Die OAuth2-Spezifikation *erfordert* tatsächlich ein Feld `grant_type` mit dem festen Wert `password`, aber `OAuth2PasswordRequestForm` erzwingt dies nicht.

Wenn Sie es erzwingen müssen, verwenden Sie `OAuth2PasswordRequestFormStrict` anstelle von `OAuth2PasswordRequestForm`.

///

* Eine optionale `client_id` (benötigen wir für unser Beispiel nicht).
* Ein optionales `client_secret` (benötigen wir für unser Beispiel nicht).

* 可选的 `grant_type`

/// tip | "提示"

实际上，OAuth2 规范*要求* `grant_type` 字段使用固定值 `password`，但 `OAuth2PasswordRequestForm` 没有作强制约束。

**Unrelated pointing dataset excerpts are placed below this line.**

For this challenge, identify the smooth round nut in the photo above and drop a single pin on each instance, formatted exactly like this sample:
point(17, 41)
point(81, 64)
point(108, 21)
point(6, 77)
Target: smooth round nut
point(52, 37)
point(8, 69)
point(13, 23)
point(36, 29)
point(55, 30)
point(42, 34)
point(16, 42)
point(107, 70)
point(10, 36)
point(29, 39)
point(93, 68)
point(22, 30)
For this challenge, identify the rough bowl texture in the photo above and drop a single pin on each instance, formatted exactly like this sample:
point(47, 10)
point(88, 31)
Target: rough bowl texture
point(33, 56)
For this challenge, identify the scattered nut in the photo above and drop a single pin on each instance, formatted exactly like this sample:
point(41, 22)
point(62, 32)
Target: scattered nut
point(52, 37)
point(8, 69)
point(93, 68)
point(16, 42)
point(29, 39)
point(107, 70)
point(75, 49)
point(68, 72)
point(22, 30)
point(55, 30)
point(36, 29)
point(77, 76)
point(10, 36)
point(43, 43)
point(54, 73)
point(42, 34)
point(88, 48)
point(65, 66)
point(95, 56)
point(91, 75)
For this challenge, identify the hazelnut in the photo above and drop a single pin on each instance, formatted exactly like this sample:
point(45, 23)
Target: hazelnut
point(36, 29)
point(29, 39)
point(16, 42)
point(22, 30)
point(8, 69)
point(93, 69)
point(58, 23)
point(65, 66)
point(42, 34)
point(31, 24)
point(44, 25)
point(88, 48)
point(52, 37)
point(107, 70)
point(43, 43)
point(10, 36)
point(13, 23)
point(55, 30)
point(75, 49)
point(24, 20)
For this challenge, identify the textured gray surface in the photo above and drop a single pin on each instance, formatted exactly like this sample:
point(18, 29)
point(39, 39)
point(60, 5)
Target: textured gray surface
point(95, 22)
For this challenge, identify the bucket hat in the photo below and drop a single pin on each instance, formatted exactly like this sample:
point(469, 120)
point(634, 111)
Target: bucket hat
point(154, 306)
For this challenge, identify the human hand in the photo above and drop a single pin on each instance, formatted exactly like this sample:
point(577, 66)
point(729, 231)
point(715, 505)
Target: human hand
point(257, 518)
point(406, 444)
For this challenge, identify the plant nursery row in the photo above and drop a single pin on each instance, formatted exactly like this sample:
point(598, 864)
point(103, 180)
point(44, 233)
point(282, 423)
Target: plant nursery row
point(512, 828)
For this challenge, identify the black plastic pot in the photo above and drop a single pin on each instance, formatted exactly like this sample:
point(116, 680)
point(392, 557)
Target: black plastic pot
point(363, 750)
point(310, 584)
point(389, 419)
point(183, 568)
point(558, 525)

如需强制使用固定值 `password`，则不要用 `OAuth2PasswordRequestForm`，而是用 `OAuth2PasswordRequestFormStrict`。

///

* 可选的 `client_id`（本例未使用）
* 可选的 `client_secret`（本例未使用）

/// info | "说明"

`OAuth2PasswordRequestForm` 与 `OAuth2PasswordBearer` 一样，都不是 FastAPI 的特殊类。